Once your loan has settled, you are beginning an exciting new chapter in your financial journey with a new mortgage. To ensure the smooth management of your loan, there are a few key things you need to work through.
One of the most important aspects after settlement is understand how your loan repayments work and becoming familiar with your account structure. If you have an offset account, it is crucial to know how to utilise this account. An offset account can help reduce the interest on your loan, so ensuring you have sufficient funds in your direct debit account to cover repayments is essential.
While some banks allow your broker to assist in navigating through the setup of your account, unfortunately for majority of banks, your broker will not receive full information of your accounts. Thus, once your accounts are set up and structured correctly, you will be able to manage them more effectively.
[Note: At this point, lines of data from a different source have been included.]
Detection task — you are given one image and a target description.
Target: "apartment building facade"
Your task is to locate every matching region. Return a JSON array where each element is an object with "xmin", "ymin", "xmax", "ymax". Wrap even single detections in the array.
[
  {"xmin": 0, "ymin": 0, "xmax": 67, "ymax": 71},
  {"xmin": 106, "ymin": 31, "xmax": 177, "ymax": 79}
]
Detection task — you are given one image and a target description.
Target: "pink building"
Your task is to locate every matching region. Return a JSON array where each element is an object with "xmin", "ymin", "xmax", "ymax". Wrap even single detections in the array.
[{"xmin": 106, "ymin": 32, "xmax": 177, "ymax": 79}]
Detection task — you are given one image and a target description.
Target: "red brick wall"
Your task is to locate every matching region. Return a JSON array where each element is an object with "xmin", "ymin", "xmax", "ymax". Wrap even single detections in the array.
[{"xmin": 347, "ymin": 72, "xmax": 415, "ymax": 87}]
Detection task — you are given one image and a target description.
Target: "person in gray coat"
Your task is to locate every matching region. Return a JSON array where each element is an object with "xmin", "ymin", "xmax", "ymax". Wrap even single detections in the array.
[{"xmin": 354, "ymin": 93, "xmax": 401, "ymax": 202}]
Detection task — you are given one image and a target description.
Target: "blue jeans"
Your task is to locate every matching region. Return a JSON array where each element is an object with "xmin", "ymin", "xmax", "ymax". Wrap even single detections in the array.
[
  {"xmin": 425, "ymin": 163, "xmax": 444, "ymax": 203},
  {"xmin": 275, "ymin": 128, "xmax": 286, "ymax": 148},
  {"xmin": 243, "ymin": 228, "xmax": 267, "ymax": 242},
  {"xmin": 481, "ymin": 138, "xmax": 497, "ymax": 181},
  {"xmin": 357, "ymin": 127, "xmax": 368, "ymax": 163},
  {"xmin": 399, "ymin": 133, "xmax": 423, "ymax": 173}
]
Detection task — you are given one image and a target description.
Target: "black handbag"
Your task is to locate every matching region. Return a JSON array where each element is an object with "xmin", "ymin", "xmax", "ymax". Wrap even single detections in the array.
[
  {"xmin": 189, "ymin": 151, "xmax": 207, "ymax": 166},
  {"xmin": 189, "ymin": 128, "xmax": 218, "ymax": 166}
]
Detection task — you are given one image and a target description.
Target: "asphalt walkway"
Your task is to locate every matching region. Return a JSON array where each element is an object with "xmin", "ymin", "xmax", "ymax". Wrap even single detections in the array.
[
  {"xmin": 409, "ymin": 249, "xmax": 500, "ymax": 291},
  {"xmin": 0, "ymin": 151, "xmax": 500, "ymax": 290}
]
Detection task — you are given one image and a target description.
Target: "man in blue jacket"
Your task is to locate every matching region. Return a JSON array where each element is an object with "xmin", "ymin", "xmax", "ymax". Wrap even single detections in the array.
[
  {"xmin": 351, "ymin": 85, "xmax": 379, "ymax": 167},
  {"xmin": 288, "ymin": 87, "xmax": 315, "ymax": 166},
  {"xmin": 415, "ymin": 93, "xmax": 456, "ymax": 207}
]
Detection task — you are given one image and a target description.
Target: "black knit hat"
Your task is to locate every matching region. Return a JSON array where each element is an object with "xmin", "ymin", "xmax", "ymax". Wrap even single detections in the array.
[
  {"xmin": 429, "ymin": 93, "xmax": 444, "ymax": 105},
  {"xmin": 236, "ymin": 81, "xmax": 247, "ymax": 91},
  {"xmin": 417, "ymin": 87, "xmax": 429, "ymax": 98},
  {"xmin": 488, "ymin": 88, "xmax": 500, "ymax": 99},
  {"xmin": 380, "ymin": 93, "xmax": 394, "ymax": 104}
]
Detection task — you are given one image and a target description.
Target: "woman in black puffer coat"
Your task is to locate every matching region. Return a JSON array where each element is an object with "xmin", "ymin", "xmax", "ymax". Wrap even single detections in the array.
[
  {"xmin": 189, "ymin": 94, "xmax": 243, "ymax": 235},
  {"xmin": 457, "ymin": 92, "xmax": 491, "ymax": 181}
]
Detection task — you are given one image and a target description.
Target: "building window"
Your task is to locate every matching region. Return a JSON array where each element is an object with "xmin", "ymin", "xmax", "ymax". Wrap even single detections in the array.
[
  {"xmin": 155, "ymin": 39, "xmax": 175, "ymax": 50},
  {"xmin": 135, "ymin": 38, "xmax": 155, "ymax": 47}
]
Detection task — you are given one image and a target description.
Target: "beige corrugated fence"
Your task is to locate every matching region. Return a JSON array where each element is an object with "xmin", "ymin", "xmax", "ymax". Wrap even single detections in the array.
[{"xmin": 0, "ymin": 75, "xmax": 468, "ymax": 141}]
Managing Your Loan Moving Forward
The next point of your journey will be reviewing your rate. Commonly, this is best undertaken every 6 months; or, if a fixed loan, you will review these 90 days prior to the fixed expiration. You will receive an email from your broker, but it’s easy to let that slip at times. We recommend being pro-active in nature and reaching out to your broker when in doubt.
To better understand what happens after settlement, consider these scenarios:
Examples
Example 1:
A client who had a fixed-rate loan approached us for a review once their fixed term ended. We found that the new rate they were being moved to did not compete with the current market rates. Thus, we negotiated with the bank and secured a lower interest rate, saving the client a significant amount in repayments.
Example 2:
In another scenario, a client started off with one offset account, but was using a separate bank for salary credits. After conducting a post settlement review, we found an opportunity to save money. By rolling over the client’s salary credits to the offset account and adding an additional account, they could save even more by holding additional funds in a second offset account. This simple adjustment made a significant difference in reducing interest paid on the loan.